SQL Query Generator¶
Module:
neurosurfer.tools.sql.sql_query_generator.SQLQueryGenerator
Pairs with:BaseTool•ToolSpec•Toolkit
Overview¶
SQLQueryGenerator uses an LLM to produce a syntactically valid T‑SQL query from a refined natural-language request and a schema context.
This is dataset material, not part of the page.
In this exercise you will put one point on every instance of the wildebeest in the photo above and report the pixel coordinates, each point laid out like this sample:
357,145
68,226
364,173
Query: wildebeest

It’s designed to incorporate joins, filters, and aggregations, and to avoid dangerous or ambiguous SQL patterns.
When to Use¶
- After you’ve identified relevant tables and assembled schema context (e.g., using
RelevantTableSchemaFinderLLM). - When you need an executable query for
SQLExecutor.
Spec (Inputs & Returns)¶
| Field | Type | Required | Description |
|---|---|---|---|
query | string | ✓ | A refined question describing exactly what the SQL should do. |
Requires (via kwargs): schema_context: string — The schema text for relevant tables.
Returns: string — A single T‑SQL query string (extras["sql_query"] mirrors it).
Runtime Dependencies & Config¶
- Constructor:
SQLQueryGenerator(llm: BaseModel | None = None, logger: logging.Logger | None = None) - Prompt:
SQL_QUERY_GENERATION_PROMPT(strict rules) - Avoid
*; preferTOP n;LIKE '%value%'for text matches;=for numeric/date - BIT columns:
1/0for TRUE/FALSE - Output only the query — no explanations
- LLM call:
stream=False,max_new_tokens=2000,temperature=0.7 - Post-process: removes code fences/backticks.
Special token: " [__SQL_QUERY__] " if you need to tag content.
Behavior¶
- Renders system & user prompts using the given
schema_contextandquery. - Calls the LLM and extracts
response["choices"][0]["message"]["content"]. - Strips code fences, returns
ToolResponse(final_answer=False, observation=sql_query, extras={{"sql_query": sql_query}}).
Usage¶
gen = SQLQueryGenerator(llm=chat_llm)
sql = gen(query="Top 10 customers by total 2024 spend", schema_context=schema_ctx).extras["sql_query"]
Best Practices & Safety¶
- Refine the question before calling this tool; vague prompts produce vague SQL.
- If a previous attempt failed (missing columns, invalid filters), revise the input and try again (the tool’s prompt explicitly instructs this behavior).
- Keep generation read-only; validate queries before execution in production.